Die Behörde hatte einem Franzosen nach der gesetzlich möglichen Sperrfrist von drei Monaten sechs Monate lang Hartz IV gezahlt, danach aber die Zahlung mit der Begründung verweigert, der Mann halte sich ausschließlich wegen der Jobsuche in Deutschland auf. Dagegen wehrte sich der Mann erfolgreich.

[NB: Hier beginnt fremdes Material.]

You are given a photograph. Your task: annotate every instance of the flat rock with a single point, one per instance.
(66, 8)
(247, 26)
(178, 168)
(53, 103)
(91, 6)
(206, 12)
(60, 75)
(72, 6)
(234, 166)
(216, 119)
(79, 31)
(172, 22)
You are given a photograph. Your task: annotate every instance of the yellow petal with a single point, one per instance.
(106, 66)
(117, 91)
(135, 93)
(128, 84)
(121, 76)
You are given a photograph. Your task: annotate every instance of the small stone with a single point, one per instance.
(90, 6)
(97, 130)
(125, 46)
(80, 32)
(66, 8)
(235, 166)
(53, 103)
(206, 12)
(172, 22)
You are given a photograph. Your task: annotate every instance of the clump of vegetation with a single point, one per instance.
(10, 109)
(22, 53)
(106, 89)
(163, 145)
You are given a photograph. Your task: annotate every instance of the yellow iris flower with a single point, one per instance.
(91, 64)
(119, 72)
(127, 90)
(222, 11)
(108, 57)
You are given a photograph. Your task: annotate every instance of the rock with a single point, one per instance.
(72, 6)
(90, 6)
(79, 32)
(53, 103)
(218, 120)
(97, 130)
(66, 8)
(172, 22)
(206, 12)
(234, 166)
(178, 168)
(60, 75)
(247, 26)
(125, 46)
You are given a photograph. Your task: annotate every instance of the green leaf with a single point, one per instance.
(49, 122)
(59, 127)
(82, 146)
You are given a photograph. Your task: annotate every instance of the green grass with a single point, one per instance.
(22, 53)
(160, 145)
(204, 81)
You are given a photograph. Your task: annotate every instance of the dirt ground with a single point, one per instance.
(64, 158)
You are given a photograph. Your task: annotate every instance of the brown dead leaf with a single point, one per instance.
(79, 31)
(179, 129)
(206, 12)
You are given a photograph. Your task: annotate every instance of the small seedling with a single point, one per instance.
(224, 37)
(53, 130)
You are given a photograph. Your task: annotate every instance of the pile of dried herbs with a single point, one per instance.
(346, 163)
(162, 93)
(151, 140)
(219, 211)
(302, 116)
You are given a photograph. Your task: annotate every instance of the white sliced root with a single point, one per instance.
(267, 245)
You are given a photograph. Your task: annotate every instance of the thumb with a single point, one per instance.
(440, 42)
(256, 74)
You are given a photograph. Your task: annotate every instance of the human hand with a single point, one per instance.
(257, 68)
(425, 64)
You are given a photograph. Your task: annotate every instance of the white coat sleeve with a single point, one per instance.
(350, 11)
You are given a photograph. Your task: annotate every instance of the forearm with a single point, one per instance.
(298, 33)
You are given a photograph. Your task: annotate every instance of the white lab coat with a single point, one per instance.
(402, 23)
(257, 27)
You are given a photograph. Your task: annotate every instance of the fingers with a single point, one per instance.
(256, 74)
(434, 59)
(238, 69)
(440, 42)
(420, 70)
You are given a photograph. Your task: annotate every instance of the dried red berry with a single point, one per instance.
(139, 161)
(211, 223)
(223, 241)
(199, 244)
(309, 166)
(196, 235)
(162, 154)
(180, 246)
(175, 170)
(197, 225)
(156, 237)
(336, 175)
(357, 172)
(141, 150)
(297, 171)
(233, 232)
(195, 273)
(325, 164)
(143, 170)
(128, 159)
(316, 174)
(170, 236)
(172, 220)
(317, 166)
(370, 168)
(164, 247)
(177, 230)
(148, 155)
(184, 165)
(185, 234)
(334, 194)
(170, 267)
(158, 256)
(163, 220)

Zwei Gesetze stehen sich in dem Fall gegenüber. So legen die Hartz-IV-Gesetze fest, dass Migranten nach neun Monaten in Deutschland kein Geld mehr erhalten, wenn sie allein zur Arbeitssuche in Deutschland sind. Im Fürsorgeabkommen verpflichten sich die Staaten aber zugleich, den Staatsangehörigen der anderen Unterzeichnerländer die gleichen Leistungen wie den eigenen Bürgern zukommen zu lassen, wenn sie sich legal im Land aufhalten.

Insgesamt 18 europäische Länder haben das Abkommen unterzeichnet, darunter Deutschland und Frankreich. Es gilt in Deutschland für Einwanderer aus allen EU-Mitgliedsstaaten, außerdem für Staatsangehörige aus Island, Norwegen und der Türkei.

Die Bundesrichter urteilten, die Ansprüche auf Hartz IV seien nicht ausgeschlossen, wenn sich Ausländer auf das Fürsorgeabkommen berufen können. "Das Fürsorgeabkommen ist unmittelbar geltendes Bundesrecht", sagte der Vorsitzende Richter. Hartz-IV-Leistungen seien der Fürsorge zuzurechnen.